Many Tips for Young Families
Beyond offering inspiration, the book also provides parents detailed how-to guides for everything from how to brainstorm trip ideas, conduct pre-trip planning and research, buget effectively, pack efficiently, and keep smaller kids entertained on the road. Parents with teens and tweens, who are veterans of many years of family travel planning, will probably find these how-to sections a bit rudimentary. However, for parents new to traveling with kids, the book’s tips and tricks can help take some of the stress out of planning an adventurous expedition. It is likely to help parents think more creatively about taking the tykes hiking, kayaking, skiing or to many destinations that reach far beyond the well trod roads to Disney and grandma’s house.
Parents who are wondering if they can possibly take young kids outside the US will find the book particularly helpful with regards to getting passports, setting up home exchanges and many other tips for taking the hassle out of international travel with kids. For parents with teens and tweens, the chapter on strategies for traveling with friends and family offers some good insights on how to successfully take along a friend. Another section rightly recognizes the need to give teens some independence on the road, even in foreign countries.
Overall, although parents of teens and tweens will find some inspiring nuggets in this book, they are likely to feel much of it is a review course. Parents with younger kids are likely to get more out of the book and will find that its mix of advice, personal stories and inspiration will help them relax and better enjoy the journey as well as the destination. This upbeat book would be a great gift for parents of young kids who loved to travel as a couple but wonder how they will ever fulfill their wanderlust with the kids in tow.

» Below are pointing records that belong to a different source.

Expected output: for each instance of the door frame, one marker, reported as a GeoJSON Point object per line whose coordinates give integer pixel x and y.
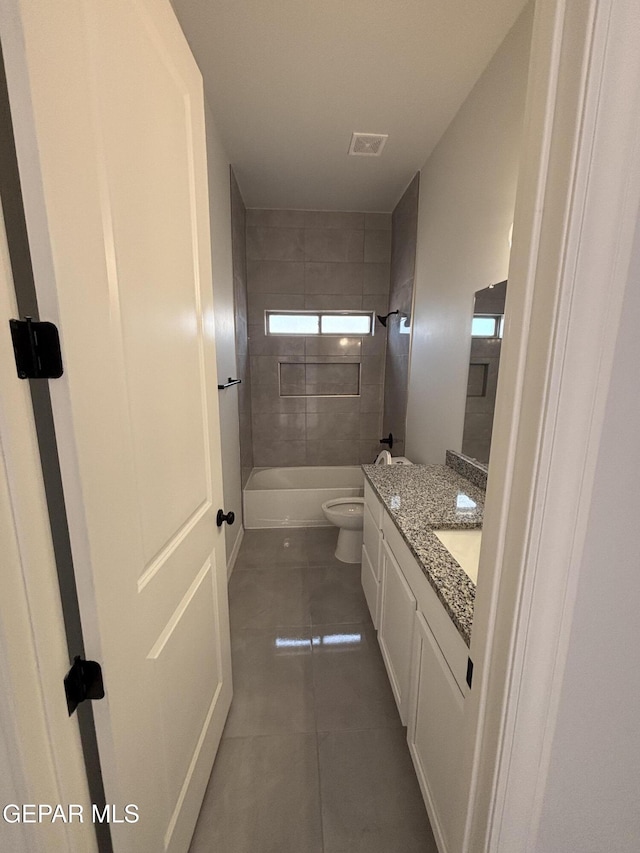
{"type": "Point", "coordinates": [584, 63]}
{"type": "Point", "coordinates": [576, 215]}
{"type": "Point", "coordinates": [41, 744]}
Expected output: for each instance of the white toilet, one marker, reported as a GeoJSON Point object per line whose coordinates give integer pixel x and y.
{"type": "Point", "coordinates": [348, 515]}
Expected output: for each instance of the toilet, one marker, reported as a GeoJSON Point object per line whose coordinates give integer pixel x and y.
{"type": "Point", "coordinates": [348, 515]}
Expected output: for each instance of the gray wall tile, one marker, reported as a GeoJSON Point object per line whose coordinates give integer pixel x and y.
{"type": "Point", "coordinates": [372, 369]}
{"type": "Point", "coordinates": [333, 427]}
{"type": "Point", "coordinates": [292, 380]}
{"type": "Point", "coordinates": [275, 244]}
{"type": "Point", "coordinates": [276, 218]}
{"type": "Point", "coordinates": [377, 246]}
{"type": "Point", "coordinates": [332, 302]}
{"type": "Point", "coordinates": [332, 452]}
{"type": "Point", "coordinates": [342, 278]}
{"type": "Point", "coordinates": [260, 302]}
{"type": "Point", "coordinates": [261, 344]}
{"type": "Point", "coordinates": [377, 221]}
{"type": "Point", "coordinates": [275, 276]}
{"type": "Point", "coordinates": [334, 244]}
{"type": "Point", "coordinates": [335, 346]}
{"type": "Point", "coordinates": [376, 278]}
{"type": "Point", "coordinates": [334, 219]}
{"type": "Point", "coordinates": [267, 453]}
{"type": "Point", "coordinates": [332, 278]}
{"type": "Point", "coordinates": [271, 426]}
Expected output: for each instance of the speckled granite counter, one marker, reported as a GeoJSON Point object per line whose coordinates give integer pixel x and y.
{"type": "Point", "coordinates": [422, 498]}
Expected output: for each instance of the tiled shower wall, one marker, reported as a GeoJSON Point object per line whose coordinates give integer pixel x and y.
{"type": "Point", "coordinates": [403, 264]}
{"type": "Point", "coordinates": [238, 239]}
{"type": "Point", "coordinates": [316, 260]}
{"type": "Point", "coordinates": [482, 384]}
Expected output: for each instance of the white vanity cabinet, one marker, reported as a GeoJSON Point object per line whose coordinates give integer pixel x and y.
{"type": "Point", "coordinates": [426, 660]}
{"type": "Point", "coordinates": [435, 733]}
{"type": "Point", "coordinates": [371, 571]}
{"type": "Point", "coordinates": [397, 616]}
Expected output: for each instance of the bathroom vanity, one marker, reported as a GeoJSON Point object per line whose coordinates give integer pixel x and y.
{"type": "Point", "coordinates": [421, 602]}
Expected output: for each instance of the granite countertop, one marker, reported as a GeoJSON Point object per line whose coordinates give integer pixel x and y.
{"type": "Point", "coordinates": [422, 498]}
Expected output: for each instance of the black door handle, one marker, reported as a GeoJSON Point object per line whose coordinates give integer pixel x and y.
{"type": "Point", "coordinates": [230, 517]}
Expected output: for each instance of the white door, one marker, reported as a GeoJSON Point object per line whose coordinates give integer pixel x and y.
{"type": "Point", "coordinates": [108, 111]}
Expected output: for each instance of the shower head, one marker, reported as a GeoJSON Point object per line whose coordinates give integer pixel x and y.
{"type": "Point", "coordinates": [384, 319]}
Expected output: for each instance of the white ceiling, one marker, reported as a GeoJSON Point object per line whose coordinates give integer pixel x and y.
{"type": "Point", "coordinates": [288, 82]}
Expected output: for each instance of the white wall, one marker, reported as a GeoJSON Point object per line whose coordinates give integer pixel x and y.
{"type": "Point", "coordinates": [222, 266]}
{"type": "Point", "coordinates": [467, 199]}
{"type": "Point", "coordinates": [590, 800]}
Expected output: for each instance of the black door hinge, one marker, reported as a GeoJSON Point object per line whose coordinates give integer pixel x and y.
{"type": "Point", "coordinates": [37, 349]}
{"type": "Point", "coordinates": [469, 671]}
{"type": "Point", "coordinates": [83, 681]}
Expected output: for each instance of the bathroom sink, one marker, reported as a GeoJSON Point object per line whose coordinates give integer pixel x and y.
{"type": "Point", "coordinates": [464, 547]}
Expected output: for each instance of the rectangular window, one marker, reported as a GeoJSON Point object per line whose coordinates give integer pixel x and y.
{"type": "Point", "coordinates": [487, 326]}
{"type": "Point", "coordinates": [319, 322]}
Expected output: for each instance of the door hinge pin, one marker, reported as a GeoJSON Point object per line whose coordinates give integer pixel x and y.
{"type": "Point", "coordinates": [36, 346]}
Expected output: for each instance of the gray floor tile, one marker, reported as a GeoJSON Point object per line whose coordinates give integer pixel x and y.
{"type": "Point", "coordinates": [272, 549]}
{"type": "Point", "coordinates": [262, 599]}
{"type": "Point", "coordinates": [336, 594]}
{"type": "Point", "coordinates": [321, 546]}
{"type": "Point", "coordinates": [351, 687]}
{"type": "Point", "coordinates": [262, 798]}
{"type": "Point", "coordinates": [273, 683]}
{"type": "Point", "coordinates": [371, 802]}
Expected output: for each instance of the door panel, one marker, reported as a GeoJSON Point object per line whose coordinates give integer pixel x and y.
{"type": "Point", "coordinates": [108, 110]}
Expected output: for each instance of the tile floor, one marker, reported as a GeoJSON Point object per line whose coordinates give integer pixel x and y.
{"type": "Point", "coordinates": [313, 758]}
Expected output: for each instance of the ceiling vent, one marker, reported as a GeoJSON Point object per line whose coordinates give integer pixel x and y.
{"type": "Point", "coordinates": [367, 144]}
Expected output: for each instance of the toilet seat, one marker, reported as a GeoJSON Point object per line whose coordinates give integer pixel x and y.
{"type": "Point", "coordinates": [347, 514]}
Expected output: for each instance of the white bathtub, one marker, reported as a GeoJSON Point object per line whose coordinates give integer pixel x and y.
{"type": "Point", "coordinates": [293, 497]}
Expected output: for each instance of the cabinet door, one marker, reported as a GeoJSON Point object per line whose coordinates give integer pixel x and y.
{"type": "Point", "coordinates": [397, 616]}
{"type": "Point", "coordinates": [435, 729]}
{"type": "Point", "coordinates": [371, 570]}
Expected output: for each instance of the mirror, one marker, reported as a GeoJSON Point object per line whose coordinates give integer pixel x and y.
{"type": "Point", "coordinates": [484, 361]}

Win a Copy – Enter by Midnight April 15, 2010
If you’d like a copy of this book for your own, please follow us on twitter via @travelwithteens (we cannot DM you to tell you that you won unless you follow us) and tweet the following message before midnight eastern time Thursday April 15, 2010. You can tweet as much as you like but only one entry per person will count. We will randomly select the winner on Friday April 16th and notify the winner by Twitter DM:
Read @travelwithteens book review and win Wanderlust and Lipstick: Travel with Kids. Enter by midnight April 15 http://bit.ly/cWojsk
Disclosure
We’d like to thank to the publisher for providing us with both a complimentary review copy of Wanderlust and Lipstick: Traveling with Kids and a copy for our latest giveaway. The publisher had no control over the content of this review. We received no other compensation for this review. Travel with Teens and Tweens is paying to ship the book to the giveaway winner.